Author + information
- Rahul Nanchal, MD∗ ( and )
- Gagan Kumar, MD
- ↵∗Division of Pulmonary and Critical Care, Department of Medicine, Medical College of Wisconsin, 9200 West Wisconsin Avenue, Milwaukee, Wisconsin 53226
We thank Dr. Khoshchehreh and colleagues for their interest in our paper. As pointed out and addressed in our paper, we cannot completely exclude selection bias as a partial explanation of our findings. However, unmeasured differences in severity of illness are less likely to be an explanation of our findings because of 2 reasons. First, mortality differences were no longer apparent after adjusting for the differential utilization of revascularization procedures during weekdays. Second, differences in mortality persisted when we adjusted for severity of illness using surrogate markers such as shock and receipt of mechanical ventilation (1).
We agree that it is important to distinguish between ST-segment elevation myocardial infarction (STEMI) and non–ST-segment elevation myocardial infarction (NSTEMI) when performing such analyses. We therefore used International Classification of Diseases (ICD)-9-CM codes 410.x1, which denotes STEMI and initial episode of care. We excluded patients if they had an ICD-9-CM code denoting subendocardial myocardial infarction or NSTEMI (410.7). Using codes for STEMI, we found that 26.1% were admitted on weekends.

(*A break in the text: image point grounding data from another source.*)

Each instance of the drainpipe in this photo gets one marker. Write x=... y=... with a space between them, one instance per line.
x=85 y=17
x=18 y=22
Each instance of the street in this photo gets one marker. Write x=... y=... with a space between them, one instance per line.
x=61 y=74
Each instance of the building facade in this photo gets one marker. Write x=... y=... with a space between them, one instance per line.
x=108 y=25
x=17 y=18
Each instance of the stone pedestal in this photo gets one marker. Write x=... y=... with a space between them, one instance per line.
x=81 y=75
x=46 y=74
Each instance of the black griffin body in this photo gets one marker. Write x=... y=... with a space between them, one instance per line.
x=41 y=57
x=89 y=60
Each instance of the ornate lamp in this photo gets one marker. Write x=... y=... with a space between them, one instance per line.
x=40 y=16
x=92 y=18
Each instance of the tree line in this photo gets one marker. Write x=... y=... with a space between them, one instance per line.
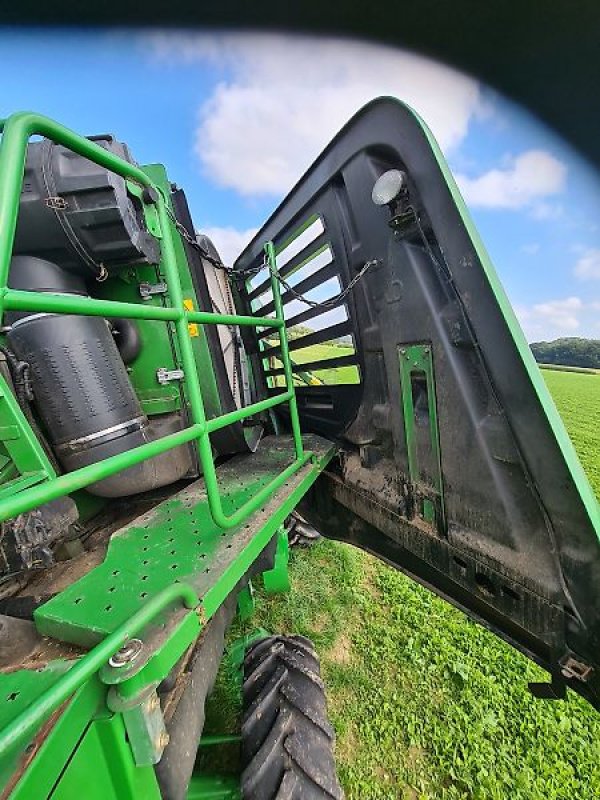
x=569 y=352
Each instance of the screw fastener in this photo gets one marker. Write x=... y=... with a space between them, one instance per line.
x=127 y=654
x=163 y=740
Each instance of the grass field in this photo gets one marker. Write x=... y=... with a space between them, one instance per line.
x=426 y=704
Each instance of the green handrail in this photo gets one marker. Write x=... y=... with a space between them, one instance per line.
x=33 y=715
x=16 y=131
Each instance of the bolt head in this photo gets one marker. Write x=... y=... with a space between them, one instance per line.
x=163 y=740
x=127 y=654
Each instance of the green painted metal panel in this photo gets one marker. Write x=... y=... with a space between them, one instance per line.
x=179 y=541
x=38 y=768
x=102 y=768
x=214 y=787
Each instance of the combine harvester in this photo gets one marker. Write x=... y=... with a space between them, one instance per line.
x=155 y=444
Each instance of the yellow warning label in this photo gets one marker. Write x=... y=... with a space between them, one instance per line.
x=193 y=328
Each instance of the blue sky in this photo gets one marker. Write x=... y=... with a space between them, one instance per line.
x=237 y=118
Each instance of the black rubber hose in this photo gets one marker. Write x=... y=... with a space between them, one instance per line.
x=175 y=768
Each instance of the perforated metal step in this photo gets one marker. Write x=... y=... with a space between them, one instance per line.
x=178 y=541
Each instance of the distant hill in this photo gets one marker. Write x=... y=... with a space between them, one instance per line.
x=571 y=352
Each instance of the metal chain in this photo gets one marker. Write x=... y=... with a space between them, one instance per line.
x=332 y=301
x=191 y=240
x=248 y=273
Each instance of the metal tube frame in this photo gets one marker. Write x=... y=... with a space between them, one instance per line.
x=16 y=131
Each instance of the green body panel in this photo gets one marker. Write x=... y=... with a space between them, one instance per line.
x=213 y=787
x=277 y=579
x=20 y=446
x=104 y=765
x=16 y=132
x=56 y=749
x=158 y=345
x=210 y=562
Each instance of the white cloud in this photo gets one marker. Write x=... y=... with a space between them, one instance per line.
x=229 y=241
x=588 y=265
x=526 y=179
x=285 y=97
x=531 y=249
x=569 y=316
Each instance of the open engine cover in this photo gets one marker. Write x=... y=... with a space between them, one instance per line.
x=456 y=467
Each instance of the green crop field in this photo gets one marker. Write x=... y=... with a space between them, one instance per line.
x=426 y=704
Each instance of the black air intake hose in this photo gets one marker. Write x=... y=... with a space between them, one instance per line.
x=82 y=392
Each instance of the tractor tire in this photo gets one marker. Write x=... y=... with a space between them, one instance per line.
x=287 y=741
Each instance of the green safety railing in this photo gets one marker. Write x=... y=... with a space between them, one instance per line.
x=16 y=132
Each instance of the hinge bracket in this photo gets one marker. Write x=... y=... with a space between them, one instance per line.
x=147 y=290
x=164 y=375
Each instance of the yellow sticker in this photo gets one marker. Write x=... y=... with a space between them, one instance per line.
x=193 y=328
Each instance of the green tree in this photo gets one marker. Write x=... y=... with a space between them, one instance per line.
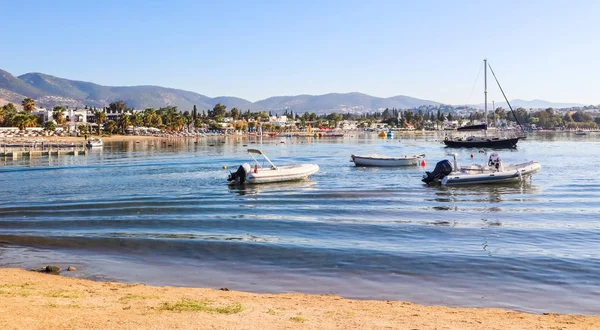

Moreover, the fact that we restricted our attention to STEMI, which is an exceedingly time-sensitive condition, makes it less likely that our findings merely reflect patients delaying care on the weekend, as suggested by Dr. Khoshchehreh and colleagues. Delay in care for STEMI would arguably bias our results toward finding no difference in mortality on weekdays and weekends, as receipt of cardiac catheterization in persons presenting late is unlikely to affect their outcomes. Further, during the years 2006 to 2008, weekend admissions still represented 26% of all admission; however, utilization of revascularization procedures rose and weekend-weekday mortality differences dissipated. These phenomena argue against selection bias as the sole explanation of our findings.
We believe that our method of inclusion using ICD-9-CM codes represents patients experiencing STEMI and that timing of cardiac catheterization remains an important measure of quality of care (2).
Please note: The authors have reported that they have no relationships relevant to the contents of this paper to disclose.